In a new report, the Public Accounts Committee pointed out that the NHS has not met the 18-week maximum waiting time standard for elective care since February 2016; nor the eight key standards for cancer care in totality since 2014.
The Public Accounts Committee said that “on top of these previous failures and despite the heroic efforts of the NHS workforce, the COVID-19 pandemic has inevitably caused a further huge deterioration in the NHS’s provision of elective and cancer care.” At the end of December 2021, 6.07 million patients were waiting for ‘elective’ care, such as hip or knee replacements or cataract surgery, the biggest waiting list since records began.
The legal standard for elective care states that 92% of people on the waiting list should be seen within 18 weeks, but only 64% (3.87 million) of these patients have been waiting less than that, and 311,000 have now been waiting for more than a year. Even before the pandemic only 83% were being seen within 18 weeks.
Only 67% of patients with an urgent referral for suspected cancer were treated within 62 days, compared to the requirement for 85% to be treated within that time.
The Committee also noted that “a striking feature of the pandemic was that very large numbers of patients did not present at, or were unable to access, routine NHS services”. As of September 2021, there were between 7.6 million and 9.1 million missing referrals of patients for elective care and between 240,000 and 740,000 missing urgent referrals for suspected cancer. People will face serious health consequences as a result of delays in treatment, with some dying earlier and many living with pain or discomfort for longer.

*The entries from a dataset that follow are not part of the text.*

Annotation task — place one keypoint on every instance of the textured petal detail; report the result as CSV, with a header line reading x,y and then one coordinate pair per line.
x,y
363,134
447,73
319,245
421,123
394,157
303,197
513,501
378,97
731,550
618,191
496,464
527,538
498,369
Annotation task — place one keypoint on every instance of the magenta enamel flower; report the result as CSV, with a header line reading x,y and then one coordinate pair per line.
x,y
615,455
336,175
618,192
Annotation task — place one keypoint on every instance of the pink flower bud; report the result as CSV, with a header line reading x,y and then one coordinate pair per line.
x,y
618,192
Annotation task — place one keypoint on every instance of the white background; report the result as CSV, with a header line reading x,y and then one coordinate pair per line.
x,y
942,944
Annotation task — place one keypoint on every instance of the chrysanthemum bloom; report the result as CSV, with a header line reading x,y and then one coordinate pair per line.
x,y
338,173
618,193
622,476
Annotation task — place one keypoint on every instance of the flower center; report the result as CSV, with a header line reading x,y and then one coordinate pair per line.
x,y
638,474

The Committee said any transparent and realistic assessment of what the Department and NHSE&I expect elective and cancer care services to achieve by 2024-25 must include an “assessment of the number of staff that will be available and how staff who have been working under intense and consistent pressure will be supported”.
Dame Meg Hillier MP, Chair of the Public Accounts Committee, said: “DHSC has overseen a long-term decline in elective and critical cancer care that is dragging our National Health Service and the heroic staff down. We on PAC are now extremely concerned that there is no real plan to turn a large cash injection, for elective care and capital costs of dangerously crumbling facilities, into better outcomes for people waiting for life-saving or quality-of-life improvng treatment. Nor is it obvious that the Department finally understands that it’s biggest problem, and the only solution to all its problems, is the way it manages its greatest resource: our heroic NHS staff. Exhausted and demoralised, they’ve emerged from two hellish years only to face longer and longer lists of sicker people, and this is compounded by staffing shortages in a number of professional areas.
"The cycle of glib headlines and fiddling with management structures must be broken, with an overhauled 'people plan' that gets to the core of the desperate under-staffing and under-resourcing that have undermined our health system.”
Responding to the report, the deputy chief executive of NHS Providers, Saffron Cordery said: "Trust leaders will recognise the issues explored by the public accounts committee within their latest report. They understand all too well the potential risks, disruption and distress patients face from long delays for treatment which have got significantly worse following the pandemic. Trusts are focussing on reducing waiting times, and NHS staff are working hard to meet the stretching targets to recover elective and cancer waiting times, as well as to tackle wider care backlogs.
"We know from our members there are delays across all health and care which warrant similar focus and national support, including community and mental health care. It will take time to address these backlogs and we must be realistic about what we can achieve and when. Managing waiting lists is a complex process. A survey by NHS Providers found almost all NHS Trust leaders reported that patients' conditions were often more severe and complex than before the pandemic.
"Trusts will continue to prioritise those with the greatest clinical need, those waiting the longest, and seek to close the health inequalities gap. The public accounts committee is also right to highlight the biggest problem facing the NHS as it seeks to bear down on treatment delays: the lack of NHS staff.
"The government must set out the concrete action it will take to tackle the 110,000 staff vacancies and provide a sustainable workload for the workforce. These staffing gaps are putting significant pressure on quality of care and patient safety. It's vital the government commits to a robust system for long term workforce planning for the NHS."